Abstract

The Dudley area of Boston is well known among sociologists for its active and progressive neighborhood initiative. In Laboring to Learn, Lorna Rivera illustrates how we can continue to learn from organizations associated with this initiative, most notably Project Hope. Indeed, Rivera documents the importance of Project Hope to the Dudley neighborhood as the sisters of Project Hope have provided health care, shelter, and social services for Dudley residents, and they have been intimately involved in the community. Project Hope opened the Adult Learners Program (ALP) in 1990 to help individuals attain their GED on their path to escaping poverty. According to Rivera, this program is notable because it takes the popular education approach to learning, where knowledge is gained from analytic discussion of shared experiences and interests. In addition, it is notable because it formed during a time when the federal and state governments de-emphasized education, in favor of work and self-sufficiency.
Rivera assesses the popular education approach to learning through multiple research methods. She conducted ethnographic research by working with the ALP as a teacher and coordinator. She worked closely with the ALP from 1995 to 2005, and thus, her analysis is based on 10 years of ethnographic research. Rivera also conducted focus groups and interviews with homeless women, ALP teachers, and community organizers. Her research offers a rich, in-depth description of the Adult Learners Program and its impact on homeless and formerly homeless women.
Rivera suggests that the popular education approach to learning is particularly valuable for poor women because they face many challenges: abuse as children and then again as mothers, teenage pregnancy, lack of education, homelessness, frustration, and regret. These obstacles inhibit women from attaining education due to time constraints and self-doubt. Popular education allows class sessions to be guided by the experiences and interests of the class, and not solely by the agenda of the instructor.

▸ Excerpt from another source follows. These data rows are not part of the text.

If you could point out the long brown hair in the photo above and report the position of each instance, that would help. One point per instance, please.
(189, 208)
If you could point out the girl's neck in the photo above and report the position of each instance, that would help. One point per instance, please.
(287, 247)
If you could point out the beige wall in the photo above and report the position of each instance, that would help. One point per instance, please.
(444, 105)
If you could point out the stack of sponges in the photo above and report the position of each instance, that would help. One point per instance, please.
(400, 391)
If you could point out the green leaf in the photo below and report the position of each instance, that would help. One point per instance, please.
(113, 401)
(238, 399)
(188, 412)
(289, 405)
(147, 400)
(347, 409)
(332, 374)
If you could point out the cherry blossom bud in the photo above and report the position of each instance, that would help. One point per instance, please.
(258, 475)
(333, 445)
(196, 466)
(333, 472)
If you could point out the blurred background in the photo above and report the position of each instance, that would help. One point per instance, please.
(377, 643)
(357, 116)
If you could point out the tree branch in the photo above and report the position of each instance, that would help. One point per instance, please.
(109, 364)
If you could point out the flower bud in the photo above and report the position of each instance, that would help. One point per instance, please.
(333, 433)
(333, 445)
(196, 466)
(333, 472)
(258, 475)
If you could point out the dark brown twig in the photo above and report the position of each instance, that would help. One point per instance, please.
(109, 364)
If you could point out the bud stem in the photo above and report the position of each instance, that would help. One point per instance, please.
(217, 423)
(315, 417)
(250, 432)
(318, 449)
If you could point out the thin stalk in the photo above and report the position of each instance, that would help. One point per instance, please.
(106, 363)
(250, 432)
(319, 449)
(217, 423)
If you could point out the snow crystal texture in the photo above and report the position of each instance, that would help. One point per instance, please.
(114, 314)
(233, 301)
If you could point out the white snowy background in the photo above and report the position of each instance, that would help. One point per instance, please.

Rivera exemplifies this approach by illustrating how students prepared for the GED social studies test by analyzing political cartoons where images of the bald eagle and Uncle Sam reflect our history. The teachers also shared local political cartoons, and allowed students to create their own cartoons. This proved to be a worthwhile endeavor as the women wrote about food stamps, a homeless shelter, and impoverishment. In addition, the women wrote editorials in the class on minimum wages and federal housing subsidies. The ALP, then, not only permitted, but truly encouraged students to deviate from a preestablished curriculum to learn through shared experiences. According to Rivera, these classes instilled self-confidence and enhanced aspirations among students. Thus, this form of learning can help overcome some of the internalized oppression experienced by poor and homeless women by illustrating that individual problems are connected to social problems.
According to Rivera, this form of learning also generates a shared consciousness, a sense of community commitment, and political advocacy. Students in the program became advocates of welfare reform, education, and housing equity, and they became more involved in their children’s education. Popular education, as taught through the Adult Learners Program, generated a sense of collective responsibility that is necessary to help overcome inequities in society.
Yet, Rivera also notes that the popular education method and outcomes challenge the status quo. Indeed, over the past decades, welfare reform has valued employment and self-sufficiency over education. She notes that welfare reform has left women “uneducated, underemployed, underpaid, and unable to effectively move themselves and their families forward” (p. 127). She contends that new reforms should focus on adult literacy and postsecondary education, in addition to health care, affordable housing, and the minimum wage. She also argues that popular education should be embraced as it generates self-efficacy, determination, and collective responsibility.
Laboring to Learn is an excellent book for an undergraduate stratification, policy, urban sociology, or education course. It is easy to read, and it is theoretically rigorous, drawing on many fields with a heavy focus on Paolo Freire. Rivera challenges readers to think about the meaning and the process of education, and to think about the unique challenges facing poor mothers. This research also illustrates the richness of insights that are generated from ten years of ethnographic research. With that said, I foresee a challenge with this book, or perhaps a great opportunity to generate classroom discussion. Rivera illustrates how a GED course can be taught in a way that instills confidence, determination, and collective action, but she does not illustrate as convincingly that this teaching method generates the “credentials” that are necessary to enhance incomes in a way that alleviates impoverishment and generates self-sufficiency. This should be articulated more fully to buttress the policy implications and to resonate with readers, particularly policymakers.